To date, the arguments about Brexit have fitted far too snugly into the culture war
disputes with which vast numbers of people have wasted vast amounts of time since the
Cold War ended. Supporters of Brexit dismiss their opponents as ivory tower elitists who
hate the white working class and refuse to accept a democratic result. Opponents dismiss
the anti-Europeans as fools duped by the ‘leave’ campaign’s propaganda, nostalgics and
outright racists. So it has gone on for years. No event is too novel and shocking that it
cannot be fitted onto the old worn tracks of what passes for debate in this country.

On the face of it, the international crisis appears to help my side. It cannot be said often
enough that this is a terrible time to be leaving the EU, and Article 50 should be
withdrawn and only be submitted again when we know where we are. Russia is on the
march. America, who we have relied upon since 1941, is under the leadership of a
giddyingly unstable president who thinks he owes us nothing. China is moving back
towards a quasi-Maoist dictatorship.

If withdrawing Article 50 is too much for supporters of Leave to take, however, then at
least they should consider doing everything possible to avoid worsening tensions with our
neighbours.
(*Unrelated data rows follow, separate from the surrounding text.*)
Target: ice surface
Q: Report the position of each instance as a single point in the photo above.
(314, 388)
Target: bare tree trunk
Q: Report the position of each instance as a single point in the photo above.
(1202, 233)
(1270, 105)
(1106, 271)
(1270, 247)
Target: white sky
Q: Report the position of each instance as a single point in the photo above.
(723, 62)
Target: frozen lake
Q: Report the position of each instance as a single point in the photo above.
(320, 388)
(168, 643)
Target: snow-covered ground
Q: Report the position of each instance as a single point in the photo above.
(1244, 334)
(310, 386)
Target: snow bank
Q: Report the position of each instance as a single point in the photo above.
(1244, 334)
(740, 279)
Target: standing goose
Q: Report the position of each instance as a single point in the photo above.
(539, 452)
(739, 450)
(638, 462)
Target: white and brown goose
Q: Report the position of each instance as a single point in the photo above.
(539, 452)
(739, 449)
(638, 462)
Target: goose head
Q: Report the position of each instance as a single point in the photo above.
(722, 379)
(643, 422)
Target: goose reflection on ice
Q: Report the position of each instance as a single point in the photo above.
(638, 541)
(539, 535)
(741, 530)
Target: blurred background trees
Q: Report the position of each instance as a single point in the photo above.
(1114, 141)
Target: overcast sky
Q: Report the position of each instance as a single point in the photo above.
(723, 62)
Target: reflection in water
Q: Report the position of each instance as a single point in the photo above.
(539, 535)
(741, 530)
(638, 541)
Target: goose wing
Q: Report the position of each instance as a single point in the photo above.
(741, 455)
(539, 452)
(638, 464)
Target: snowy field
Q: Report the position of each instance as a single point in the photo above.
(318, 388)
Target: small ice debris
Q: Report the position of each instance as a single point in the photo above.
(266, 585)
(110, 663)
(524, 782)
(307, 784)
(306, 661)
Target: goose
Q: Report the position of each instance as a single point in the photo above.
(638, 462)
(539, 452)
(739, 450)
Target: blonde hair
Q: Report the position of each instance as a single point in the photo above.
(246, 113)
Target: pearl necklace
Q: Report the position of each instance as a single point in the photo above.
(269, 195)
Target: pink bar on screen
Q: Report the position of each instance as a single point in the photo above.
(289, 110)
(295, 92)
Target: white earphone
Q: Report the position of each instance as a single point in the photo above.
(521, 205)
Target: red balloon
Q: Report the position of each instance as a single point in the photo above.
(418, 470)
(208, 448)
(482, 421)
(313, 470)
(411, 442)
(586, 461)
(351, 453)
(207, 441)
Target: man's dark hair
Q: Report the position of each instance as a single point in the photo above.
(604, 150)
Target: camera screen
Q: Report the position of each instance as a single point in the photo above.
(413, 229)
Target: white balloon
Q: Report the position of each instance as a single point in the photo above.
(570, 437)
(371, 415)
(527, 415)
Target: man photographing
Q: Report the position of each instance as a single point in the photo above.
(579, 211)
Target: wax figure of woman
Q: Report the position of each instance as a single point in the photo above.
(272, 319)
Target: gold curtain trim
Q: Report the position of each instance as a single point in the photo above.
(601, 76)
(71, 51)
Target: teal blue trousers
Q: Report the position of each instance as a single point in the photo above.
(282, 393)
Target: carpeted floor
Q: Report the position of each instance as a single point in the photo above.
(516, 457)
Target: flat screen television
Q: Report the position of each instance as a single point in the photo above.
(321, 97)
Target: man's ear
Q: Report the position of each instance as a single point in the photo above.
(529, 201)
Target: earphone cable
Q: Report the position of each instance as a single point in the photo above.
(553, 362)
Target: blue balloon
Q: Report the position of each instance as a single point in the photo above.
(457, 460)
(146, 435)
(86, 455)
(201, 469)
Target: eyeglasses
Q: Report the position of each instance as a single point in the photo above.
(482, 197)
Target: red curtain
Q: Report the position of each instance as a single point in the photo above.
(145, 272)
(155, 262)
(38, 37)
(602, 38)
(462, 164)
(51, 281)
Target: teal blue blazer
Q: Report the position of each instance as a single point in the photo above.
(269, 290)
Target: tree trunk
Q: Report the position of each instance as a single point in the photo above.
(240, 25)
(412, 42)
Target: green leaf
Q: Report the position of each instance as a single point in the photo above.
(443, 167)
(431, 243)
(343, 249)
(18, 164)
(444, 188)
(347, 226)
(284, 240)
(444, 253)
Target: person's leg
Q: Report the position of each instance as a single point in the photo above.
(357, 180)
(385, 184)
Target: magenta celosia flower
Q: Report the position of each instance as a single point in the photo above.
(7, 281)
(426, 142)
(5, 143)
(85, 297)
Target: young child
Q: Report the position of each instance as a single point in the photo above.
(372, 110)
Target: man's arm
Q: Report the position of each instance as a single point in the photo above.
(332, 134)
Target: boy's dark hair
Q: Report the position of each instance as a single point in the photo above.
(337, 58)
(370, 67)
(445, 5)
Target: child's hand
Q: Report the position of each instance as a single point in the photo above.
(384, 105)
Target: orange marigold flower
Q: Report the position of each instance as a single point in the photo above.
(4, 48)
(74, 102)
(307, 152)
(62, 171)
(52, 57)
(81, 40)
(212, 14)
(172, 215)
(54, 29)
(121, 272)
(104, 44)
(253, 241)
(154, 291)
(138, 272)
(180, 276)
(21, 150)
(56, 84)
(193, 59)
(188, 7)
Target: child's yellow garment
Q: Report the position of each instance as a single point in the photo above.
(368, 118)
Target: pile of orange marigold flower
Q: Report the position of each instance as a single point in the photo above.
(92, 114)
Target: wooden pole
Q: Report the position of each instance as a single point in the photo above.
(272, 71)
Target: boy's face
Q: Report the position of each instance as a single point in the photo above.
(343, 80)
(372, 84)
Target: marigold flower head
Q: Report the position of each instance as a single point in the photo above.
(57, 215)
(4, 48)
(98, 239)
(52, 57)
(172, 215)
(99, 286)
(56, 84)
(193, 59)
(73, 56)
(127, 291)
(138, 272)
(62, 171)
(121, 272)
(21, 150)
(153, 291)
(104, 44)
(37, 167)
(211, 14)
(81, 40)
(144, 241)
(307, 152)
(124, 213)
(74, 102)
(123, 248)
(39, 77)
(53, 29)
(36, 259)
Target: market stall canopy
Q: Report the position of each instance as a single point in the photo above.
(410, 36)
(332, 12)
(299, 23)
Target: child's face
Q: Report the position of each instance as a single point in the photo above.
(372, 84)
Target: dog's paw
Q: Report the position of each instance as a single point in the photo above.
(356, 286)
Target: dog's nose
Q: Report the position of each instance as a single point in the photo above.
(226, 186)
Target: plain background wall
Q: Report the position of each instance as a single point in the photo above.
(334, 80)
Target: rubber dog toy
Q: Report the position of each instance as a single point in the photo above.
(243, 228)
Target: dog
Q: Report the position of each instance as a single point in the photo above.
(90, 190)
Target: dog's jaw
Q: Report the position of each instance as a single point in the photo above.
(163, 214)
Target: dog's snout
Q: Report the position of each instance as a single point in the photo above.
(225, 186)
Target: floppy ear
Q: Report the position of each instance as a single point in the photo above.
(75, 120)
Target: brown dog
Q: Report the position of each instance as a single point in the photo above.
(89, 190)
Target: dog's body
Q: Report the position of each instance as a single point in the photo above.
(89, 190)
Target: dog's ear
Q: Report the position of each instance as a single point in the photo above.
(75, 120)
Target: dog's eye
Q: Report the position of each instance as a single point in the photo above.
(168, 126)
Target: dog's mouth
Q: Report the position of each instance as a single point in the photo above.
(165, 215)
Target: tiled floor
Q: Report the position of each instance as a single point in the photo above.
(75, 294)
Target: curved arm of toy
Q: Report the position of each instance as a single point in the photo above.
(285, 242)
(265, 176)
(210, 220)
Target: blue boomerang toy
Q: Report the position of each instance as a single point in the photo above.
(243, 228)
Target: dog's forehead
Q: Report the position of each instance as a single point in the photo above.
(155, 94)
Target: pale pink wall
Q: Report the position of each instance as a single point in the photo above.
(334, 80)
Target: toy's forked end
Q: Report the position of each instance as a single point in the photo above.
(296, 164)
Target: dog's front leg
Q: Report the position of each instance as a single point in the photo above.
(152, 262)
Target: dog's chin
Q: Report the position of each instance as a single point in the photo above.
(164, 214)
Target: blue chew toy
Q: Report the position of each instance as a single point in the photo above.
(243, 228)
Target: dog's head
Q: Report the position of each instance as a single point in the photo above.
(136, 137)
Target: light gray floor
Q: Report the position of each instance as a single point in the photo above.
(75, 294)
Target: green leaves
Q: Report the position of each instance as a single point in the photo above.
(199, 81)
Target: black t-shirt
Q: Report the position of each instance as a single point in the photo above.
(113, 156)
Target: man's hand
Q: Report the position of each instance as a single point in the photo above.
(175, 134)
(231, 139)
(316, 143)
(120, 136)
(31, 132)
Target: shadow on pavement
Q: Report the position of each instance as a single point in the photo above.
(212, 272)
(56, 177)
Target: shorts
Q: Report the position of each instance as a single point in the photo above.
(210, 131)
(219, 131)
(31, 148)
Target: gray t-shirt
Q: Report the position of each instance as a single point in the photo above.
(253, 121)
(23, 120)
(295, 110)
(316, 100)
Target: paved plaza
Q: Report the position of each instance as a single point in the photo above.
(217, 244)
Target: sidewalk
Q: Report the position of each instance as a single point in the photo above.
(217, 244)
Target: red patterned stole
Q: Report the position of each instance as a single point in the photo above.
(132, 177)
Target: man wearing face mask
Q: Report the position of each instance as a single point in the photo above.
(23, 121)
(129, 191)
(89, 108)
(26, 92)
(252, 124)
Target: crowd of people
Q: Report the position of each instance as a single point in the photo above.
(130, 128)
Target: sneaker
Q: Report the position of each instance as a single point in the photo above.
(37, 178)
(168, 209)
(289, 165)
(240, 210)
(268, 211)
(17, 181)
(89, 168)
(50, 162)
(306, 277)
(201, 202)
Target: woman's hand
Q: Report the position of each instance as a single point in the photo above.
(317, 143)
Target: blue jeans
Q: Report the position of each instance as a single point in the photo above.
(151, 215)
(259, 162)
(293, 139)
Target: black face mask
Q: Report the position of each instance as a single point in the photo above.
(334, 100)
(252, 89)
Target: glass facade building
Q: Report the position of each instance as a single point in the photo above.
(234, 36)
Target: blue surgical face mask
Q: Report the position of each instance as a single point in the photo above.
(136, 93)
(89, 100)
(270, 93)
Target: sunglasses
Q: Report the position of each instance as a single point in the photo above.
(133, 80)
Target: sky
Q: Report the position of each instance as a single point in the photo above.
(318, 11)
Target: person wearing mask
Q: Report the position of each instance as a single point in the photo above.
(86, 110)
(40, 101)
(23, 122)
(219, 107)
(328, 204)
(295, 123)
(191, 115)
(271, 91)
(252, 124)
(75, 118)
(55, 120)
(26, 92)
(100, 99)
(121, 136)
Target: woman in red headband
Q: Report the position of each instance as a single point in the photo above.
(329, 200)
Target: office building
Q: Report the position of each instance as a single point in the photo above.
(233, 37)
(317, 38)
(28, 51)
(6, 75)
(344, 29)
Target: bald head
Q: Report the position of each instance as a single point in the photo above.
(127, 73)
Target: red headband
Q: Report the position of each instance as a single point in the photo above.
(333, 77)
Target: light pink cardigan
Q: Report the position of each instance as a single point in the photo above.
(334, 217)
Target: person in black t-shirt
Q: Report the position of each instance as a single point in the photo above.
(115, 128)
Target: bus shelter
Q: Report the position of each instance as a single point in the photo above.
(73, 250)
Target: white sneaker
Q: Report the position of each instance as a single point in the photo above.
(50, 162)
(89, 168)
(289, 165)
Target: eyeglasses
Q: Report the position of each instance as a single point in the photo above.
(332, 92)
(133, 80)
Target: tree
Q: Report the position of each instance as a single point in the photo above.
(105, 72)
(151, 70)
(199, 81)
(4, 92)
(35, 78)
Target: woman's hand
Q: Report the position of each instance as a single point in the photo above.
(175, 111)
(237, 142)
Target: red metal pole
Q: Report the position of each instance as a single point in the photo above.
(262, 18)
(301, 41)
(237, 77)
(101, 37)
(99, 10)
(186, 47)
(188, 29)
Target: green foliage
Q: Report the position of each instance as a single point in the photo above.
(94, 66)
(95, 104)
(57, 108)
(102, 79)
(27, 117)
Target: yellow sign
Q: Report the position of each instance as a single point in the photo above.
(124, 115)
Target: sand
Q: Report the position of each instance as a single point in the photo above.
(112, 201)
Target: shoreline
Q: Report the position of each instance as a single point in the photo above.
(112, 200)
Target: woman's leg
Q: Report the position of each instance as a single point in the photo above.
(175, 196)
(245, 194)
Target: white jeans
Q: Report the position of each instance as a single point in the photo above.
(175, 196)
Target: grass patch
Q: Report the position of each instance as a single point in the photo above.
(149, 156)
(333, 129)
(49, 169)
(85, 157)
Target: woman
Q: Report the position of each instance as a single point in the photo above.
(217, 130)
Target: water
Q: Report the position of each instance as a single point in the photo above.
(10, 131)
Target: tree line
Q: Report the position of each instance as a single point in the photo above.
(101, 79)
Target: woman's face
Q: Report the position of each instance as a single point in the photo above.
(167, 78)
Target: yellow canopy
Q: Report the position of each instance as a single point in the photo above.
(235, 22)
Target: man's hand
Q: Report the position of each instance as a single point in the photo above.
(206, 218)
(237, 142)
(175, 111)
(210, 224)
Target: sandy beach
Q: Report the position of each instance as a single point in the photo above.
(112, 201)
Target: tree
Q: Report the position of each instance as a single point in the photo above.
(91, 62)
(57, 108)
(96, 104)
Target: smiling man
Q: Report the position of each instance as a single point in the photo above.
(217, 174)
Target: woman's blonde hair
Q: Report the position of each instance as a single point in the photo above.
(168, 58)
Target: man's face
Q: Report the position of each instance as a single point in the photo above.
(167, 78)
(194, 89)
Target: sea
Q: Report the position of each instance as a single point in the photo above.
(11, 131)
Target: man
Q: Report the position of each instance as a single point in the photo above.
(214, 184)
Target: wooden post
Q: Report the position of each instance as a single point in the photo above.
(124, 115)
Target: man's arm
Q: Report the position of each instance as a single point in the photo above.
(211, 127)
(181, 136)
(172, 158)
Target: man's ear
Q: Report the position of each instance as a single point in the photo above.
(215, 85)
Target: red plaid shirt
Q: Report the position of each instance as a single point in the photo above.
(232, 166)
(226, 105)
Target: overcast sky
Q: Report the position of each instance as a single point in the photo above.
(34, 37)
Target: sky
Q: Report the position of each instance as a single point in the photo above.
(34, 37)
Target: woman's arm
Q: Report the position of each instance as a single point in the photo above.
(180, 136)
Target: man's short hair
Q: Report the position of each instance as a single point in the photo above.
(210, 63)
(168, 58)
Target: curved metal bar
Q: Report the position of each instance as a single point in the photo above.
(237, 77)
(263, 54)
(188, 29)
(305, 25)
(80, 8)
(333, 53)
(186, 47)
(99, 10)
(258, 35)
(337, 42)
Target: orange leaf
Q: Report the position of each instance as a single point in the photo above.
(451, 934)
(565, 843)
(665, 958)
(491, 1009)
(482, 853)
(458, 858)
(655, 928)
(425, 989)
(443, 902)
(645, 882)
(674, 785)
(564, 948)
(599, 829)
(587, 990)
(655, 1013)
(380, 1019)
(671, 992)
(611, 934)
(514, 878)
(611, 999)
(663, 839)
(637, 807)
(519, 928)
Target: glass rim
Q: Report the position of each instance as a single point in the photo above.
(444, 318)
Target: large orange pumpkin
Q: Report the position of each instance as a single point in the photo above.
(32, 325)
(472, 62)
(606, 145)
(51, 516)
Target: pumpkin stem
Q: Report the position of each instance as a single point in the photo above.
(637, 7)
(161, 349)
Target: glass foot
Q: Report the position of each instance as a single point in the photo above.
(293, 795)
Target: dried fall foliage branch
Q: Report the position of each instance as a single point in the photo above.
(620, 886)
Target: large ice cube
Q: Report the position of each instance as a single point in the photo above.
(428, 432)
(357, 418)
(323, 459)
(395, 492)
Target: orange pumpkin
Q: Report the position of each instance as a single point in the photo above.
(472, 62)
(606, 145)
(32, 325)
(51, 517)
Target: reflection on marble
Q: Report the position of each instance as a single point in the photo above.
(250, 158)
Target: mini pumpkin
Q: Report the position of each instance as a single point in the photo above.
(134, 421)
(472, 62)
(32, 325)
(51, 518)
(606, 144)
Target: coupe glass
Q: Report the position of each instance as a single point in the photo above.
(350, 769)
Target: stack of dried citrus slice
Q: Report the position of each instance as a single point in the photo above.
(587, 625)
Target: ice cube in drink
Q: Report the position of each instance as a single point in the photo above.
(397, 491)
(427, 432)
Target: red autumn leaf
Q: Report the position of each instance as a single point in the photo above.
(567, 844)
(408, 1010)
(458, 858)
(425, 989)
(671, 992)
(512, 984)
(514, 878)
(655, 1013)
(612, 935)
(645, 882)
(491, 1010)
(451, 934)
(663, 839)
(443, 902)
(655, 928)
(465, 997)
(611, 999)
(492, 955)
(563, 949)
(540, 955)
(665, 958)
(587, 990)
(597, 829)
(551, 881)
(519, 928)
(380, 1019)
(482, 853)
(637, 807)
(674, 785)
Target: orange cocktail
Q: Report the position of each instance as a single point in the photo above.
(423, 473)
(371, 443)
By my reckoning that would mean a generous deal on the Irish border and
for EU migrants in the UK, and continued membership of European agencies regardless of
whether it breaks some theological principle that no institution Britain is involved with
can have the European Court of Justice as its court of final appeal.

The above sounds pleasing to my ears and the ears of supposedly elite liberals. But the
corollary may be less pleasant to the liberal-left. We will have to spend much more on
defence, intelligence and cyber-security; give away scarce funds, which might have
helped the hard-pressed public services my tribe supports.

As I said, the old culture-war modes of thinking do not fit with our present predicament.
It is neither left wing nor right wing, elitist nor populist to observe that Britain now looks
a small and lonely country, which does not know which way to turn.